1) Es un movimiento aislado social o geográficamente del resto de la sociedad, 2) exhibe fronteras abruptas e innegociables entre «ellos» y «nosotros» (por ejemplo, «los buenos y los malos»), 3) los líderes reivindican una autoridad divina para sus acciones o pedidos, 4) cuando el converso depende cada vez más del movimiento para definiciones y pruebas de lo que sería «la realidad», y 5) cuando son otros los que establecen las decisiones importantes sobre la vida del converso.

La intolerancia es fuente de conflictos que aumentan las tensiones naturales entre la sociedad (familias, medios, «especialistas», Justicia, Estado) y los grupos estigmatizados como «sectas». Una legislación represiva, asegura Barker, fomenta en grupos cerrados la tendencia a «ponerse a la defensiva» o fogonea «espirales paranoicas» que pueden terminar muy mal.

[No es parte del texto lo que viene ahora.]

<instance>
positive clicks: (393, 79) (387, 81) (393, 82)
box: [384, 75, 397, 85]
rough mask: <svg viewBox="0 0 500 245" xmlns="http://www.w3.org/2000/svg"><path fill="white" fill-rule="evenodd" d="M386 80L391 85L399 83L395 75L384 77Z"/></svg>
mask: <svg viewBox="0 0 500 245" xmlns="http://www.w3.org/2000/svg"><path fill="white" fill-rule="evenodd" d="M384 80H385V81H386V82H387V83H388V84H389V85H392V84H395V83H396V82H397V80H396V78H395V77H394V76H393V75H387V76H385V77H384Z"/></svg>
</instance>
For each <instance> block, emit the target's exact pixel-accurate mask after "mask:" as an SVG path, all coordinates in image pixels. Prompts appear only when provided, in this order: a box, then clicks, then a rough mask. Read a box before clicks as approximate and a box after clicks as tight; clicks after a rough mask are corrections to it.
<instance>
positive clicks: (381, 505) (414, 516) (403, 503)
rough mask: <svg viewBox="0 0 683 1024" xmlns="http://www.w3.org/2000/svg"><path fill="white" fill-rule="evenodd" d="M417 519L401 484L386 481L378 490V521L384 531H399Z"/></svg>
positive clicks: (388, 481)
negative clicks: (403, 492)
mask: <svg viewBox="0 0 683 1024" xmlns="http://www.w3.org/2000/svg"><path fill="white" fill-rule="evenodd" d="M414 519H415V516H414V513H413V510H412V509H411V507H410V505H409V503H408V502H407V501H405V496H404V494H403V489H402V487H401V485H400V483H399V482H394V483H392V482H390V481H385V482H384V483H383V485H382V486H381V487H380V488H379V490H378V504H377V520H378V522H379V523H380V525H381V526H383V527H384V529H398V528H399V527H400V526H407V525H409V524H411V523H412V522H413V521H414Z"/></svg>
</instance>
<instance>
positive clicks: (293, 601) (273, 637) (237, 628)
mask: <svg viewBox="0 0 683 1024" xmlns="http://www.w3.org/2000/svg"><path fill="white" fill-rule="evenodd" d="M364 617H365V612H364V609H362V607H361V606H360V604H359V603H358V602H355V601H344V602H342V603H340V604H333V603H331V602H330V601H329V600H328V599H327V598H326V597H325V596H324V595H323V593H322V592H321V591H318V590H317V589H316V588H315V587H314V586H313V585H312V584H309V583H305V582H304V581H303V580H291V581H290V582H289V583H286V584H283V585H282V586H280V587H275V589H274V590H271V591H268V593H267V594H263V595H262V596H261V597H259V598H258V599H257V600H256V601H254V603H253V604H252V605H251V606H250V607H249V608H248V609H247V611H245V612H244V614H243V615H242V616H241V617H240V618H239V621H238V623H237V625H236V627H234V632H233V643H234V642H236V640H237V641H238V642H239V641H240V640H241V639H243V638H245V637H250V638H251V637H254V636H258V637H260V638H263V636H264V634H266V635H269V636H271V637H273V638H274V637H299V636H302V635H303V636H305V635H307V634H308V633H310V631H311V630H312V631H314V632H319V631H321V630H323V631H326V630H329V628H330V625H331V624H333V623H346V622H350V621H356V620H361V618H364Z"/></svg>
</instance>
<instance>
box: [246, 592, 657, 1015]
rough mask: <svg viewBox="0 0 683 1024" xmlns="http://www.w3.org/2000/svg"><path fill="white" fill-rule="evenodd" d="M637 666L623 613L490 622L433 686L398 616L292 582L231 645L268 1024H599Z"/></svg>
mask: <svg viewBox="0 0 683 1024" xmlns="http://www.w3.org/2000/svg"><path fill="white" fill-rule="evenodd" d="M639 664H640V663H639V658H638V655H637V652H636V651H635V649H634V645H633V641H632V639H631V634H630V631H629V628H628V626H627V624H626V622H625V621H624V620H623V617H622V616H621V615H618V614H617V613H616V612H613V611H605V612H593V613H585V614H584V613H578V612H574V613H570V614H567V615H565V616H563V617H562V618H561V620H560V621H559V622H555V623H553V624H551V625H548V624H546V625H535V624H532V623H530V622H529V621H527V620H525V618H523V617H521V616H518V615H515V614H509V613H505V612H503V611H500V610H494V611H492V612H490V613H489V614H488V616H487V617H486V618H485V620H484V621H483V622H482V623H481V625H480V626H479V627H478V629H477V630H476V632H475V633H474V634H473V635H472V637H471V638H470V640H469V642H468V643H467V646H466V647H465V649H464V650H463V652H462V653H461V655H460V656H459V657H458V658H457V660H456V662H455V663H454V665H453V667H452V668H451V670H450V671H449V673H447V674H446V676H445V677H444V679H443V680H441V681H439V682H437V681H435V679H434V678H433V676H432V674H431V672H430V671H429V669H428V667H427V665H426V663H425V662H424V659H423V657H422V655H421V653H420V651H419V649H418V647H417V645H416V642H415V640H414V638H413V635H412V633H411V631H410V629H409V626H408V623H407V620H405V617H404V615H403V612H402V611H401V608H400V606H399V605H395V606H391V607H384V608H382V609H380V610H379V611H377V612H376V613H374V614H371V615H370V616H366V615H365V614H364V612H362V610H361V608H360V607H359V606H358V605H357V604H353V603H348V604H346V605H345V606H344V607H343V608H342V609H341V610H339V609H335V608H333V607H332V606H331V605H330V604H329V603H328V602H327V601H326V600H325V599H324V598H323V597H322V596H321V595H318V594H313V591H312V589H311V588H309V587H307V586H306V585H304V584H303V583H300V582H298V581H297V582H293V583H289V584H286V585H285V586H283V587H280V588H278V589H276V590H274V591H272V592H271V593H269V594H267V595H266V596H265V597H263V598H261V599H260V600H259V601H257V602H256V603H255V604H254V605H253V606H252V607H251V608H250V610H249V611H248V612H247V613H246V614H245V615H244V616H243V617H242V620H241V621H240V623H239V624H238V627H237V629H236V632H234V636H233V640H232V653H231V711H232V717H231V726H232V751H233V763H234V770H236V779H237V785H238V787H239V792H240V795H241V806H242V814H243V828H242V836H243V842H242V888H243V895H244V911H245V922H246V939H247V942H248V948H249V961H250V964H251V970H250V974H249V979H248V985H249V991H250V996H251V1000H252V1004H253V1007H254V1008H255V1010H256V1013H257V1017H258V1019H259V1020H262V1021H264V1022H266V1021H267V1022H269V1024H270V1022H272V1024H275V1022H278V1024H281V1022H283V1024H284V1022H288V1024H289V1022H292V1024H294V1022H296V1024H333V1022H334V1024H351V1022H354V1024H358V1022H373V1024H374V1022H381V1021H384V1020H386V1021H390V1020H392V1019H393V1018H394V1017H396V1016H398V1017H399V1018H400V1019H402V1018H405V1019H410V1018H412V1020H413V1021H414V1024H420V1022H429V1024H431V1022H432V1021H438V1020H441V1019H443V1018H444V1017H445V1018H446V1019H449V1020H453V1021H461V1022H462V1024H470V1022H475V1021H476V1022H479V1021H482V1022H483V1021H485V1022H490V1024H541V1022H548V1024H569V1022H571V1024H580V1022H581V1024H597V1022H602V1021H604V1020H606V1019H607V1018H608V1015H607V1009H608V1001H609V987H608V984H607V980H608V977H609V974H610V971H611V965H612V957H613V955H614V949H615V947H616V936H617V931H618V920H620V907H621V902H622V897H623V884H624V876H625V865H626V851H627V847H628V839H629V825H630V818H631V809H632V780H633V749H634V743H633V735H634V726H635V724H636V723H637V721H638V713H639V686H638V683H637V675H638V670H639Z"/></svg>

Para terminar, no solo dentro de las llamadas sectas hay delirantes. Entre los «anti», por ejemplo, hay un abogado rosarino que cierta tarde se entretuvo fingiendo ser la reencarnación de Prabhupada (1896-1977) para «sacudir» las creencias de un joven Hare Kirshna. No fue tomado en serio, pero si al devoto se le paralizaba el corazón, ¿alguien diría que fue asesinado por una «secta delirante»?

La anécdota ilustra la subjetividad con que se define al adversario en el campo religioso. Etiquetas sociales como «secta» o «lavado de cerebros» son puestas enseguida cuando el dedo apunta a un grupo religioso, pero no sucede lo mismo si los señalados son animadores, líderes políticos o periodistas con voces omnipresentes entre la ciudadanía, como si el fanatismo o el totalitarismo fuesen condiciones privativas de la esfera religiosa.